Mark 4 gives us some insight:
... He was teaching them many things in parables, and was saying to them in His teaching, "Listen to this! Behold, the sower went out to sow; as he was sowing, some seed fell beside the road, and the birds came and ate it up. "Other seed fell on the rocky ground where it did not have much soil; and immediately it sprang up because it had no depth of soil. "And after the sun had risen, it was scorched; and because it had no root, it withered away. "Other seed fell among the thorns, and the thorns came up and choked it, and it yielded no crop. "Other seeds fell into the good soil, and as they grew up and increased, they yielded a crop and produced thirty, sixty, and a hundredfold." And He was saying, "He who has ears to hear, let him hear."
"The sower sows the word. "These are the ones who are beside the road where the word is sown; and when they hear, immediately Satan comes and takes away the word which has been sown in them. "In a similar way these are the ones on whom seed was sown on the rocky places, who, when they hear the word, immediately receive it with joy; and they have no firm root in themselves, but are only temporary; then, when affliction or persecution arises because of the word, immediately they fall away. "And others are the ones on whom seed was sown among the thorns; these are the ones who have heard the word, but the worries of the world, and the deceitfulness of riches, and the desires for other things enter in and choke the word, and it becomes unfruitful. "And those are the ones on whom seed was sown on the good soil; and they hear the word and accept it and bear fruit, thirty, sixty, and a hundredfold." (NASB, my emphasis)

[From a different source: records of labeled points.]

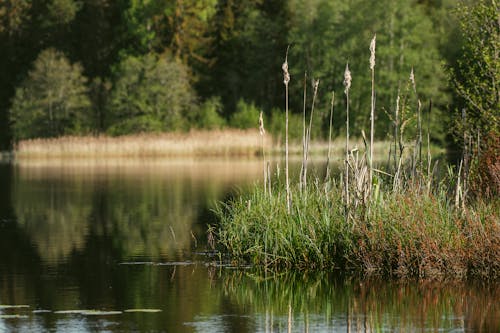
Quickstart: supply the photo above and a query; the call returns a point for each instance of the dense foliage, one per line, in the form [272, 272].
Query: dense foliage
[217, 53]
[52, 100]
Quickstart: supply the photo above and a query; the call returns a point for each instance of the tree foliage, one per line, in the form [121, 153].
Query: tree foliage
[232, 50]
[476, 76]
[151, 93]
[52, 100]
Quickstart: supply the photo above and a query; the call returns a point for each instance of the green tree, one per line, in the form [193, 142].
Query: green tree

Matt. 7:19 tells of severe consequences for those who do not bear fruit:
Every tree that does not bear good fruit is cut down and thrown into the fire
Matt. 7:16 and 20 emphasises that we will know false prophets by their fruit.  Matthew states twice in these verses,
By their fruit you will recognise them (NIV)
It's interesting that in Genesis 1 we see God creating each "after their kind".  The extension of this truth is that fruitless trees are of their own kind (in a spiritual context, this takes us directly back to Jude 12).

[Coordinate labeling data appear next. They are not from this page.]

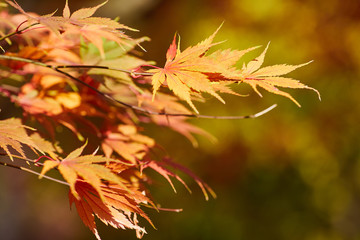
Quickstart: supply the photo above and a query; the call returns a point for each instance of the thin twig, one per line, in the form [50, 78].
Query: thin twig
[136, 108]
[107, 68]
[17, 31]
[33, 172]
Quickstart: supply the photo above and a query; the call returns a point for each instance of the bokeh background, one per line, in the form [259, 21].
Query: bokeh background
[293, 173]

So the consequence of failing to produce spiritual fruit is uprooting by God who does not tolerate falsity.   Unfruitful and uprooted.   Twice dead.

It is refreshing to read Psalm 1 which contrasts the man of God with the wicked man of Jude 12:
He is like a tree planted by streams of water, which yields its fruit in season and whose leaf does not wither.   Whatever he does prospers.
Surely this contrast encourages us to re-evaluate our position in Jesus Christ and our heart-attitude toward bearing fruit.